Crotalus lannomi, known commonly as the Autlán rattlesnake, is a species of venomous snake, a pit viper in the family Viperidae. The species is endemic to southwestern Mexico. There are no subspecies that are recognized as being valid.

==Etymology==
The specific name, lannomi, is in honor of Joseph R. Lannom, Jr., who collected the type specimen.

==Description==
C. lannomi was described from a single specimen, a female 63.8 cm in total length (including tail), presumed to have been an adult. The presence of some larger scales on top of its head and a longer tail are the traits Tanner (1966) suggested are primitive. Mostly on this basis, his opinion was that this species is most closely related to C. stejnegeri, though its head and body are not as slender as those of C. stejnegeri.

==Geographic range==
C. lannomi is found in western Mexico in the Mexican states of Colima and Jalisco. The type locality is "1.8 miles west of the pass, Puerto Los Mazos, or 22 miles west by road from the Río Tuxcacuesco, a branch of the Río América on Mexican Highway No. 80, Jalisco, Mexico".

==Conservation status==
The species C. lannomi is classified as Data Deficient on the IUCN Red List (v3.1, 2001). Species] are listed as such when information is inadequate to make a direct, or indirect, assessment of its risk of extinction based on its distribution and/or population status. It may be well studied, and its biology well known, but appropriate data on abundance and/or distribution are lacking. Data Deficient is therefore not a category of threat.
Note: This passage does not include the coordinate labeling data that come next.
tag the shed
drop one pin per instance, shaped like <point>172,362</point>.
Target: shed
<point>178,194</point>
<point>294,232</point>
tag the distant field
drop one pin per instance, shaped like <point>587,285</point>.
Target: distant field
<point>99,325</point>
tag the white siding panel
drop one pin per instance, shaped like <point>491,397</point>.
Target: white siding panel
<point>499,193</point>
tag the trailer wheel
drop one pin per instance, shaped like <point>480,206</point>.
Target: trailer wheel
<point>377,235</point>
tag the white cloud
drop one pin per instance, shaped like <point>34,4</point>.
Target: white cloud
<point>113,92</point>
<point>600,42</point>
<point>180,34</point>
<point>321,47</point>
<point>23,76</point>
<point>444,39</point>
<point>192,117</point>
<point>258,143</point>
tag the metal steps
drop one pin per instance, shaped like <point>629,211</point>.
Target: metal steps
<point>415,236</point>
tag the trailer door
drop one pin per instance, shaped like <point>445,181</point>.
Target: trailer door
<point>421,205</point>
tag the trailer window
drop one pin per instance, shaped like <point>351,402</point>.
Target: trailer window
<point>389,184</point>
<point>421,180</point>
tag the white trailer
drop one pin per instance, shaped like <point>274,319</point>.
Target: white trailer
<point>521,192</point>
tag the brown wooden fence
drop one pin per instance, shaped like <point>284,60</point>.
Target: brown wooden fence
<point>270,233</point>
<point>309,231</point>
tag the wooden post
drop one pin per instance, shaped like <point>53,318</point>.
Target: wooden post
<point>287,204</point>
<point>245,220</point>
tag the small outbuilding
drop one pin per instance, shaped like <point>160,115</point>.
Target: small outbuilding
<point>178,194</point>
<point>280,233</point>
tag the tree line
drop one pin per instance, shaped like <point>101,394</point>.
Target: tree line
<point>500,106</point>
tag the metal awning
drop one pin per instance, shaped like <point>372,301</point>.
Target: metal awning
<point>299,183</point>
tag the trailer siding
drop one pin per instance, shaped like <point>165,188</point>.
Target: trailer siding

Listing of taxa in this category indicates more information is required and acknowledges the possibility that future research will show a threatened classification is appropriate. It is important to make positive use of whatever data are available. In many cases great care should be exercised in choosing between DD and a threatened status. If the range of a taxon is suspected to be relatively circumscribed, and a considerable period of time has elapsed since the last record of the taxon, threatened status may well be justified. The population trend was unknown when assessed in 2007.

==Rediscovery==
In July 2008, the Autlán rattlesnake was rediscovered in the foothills of Colima, Mexico.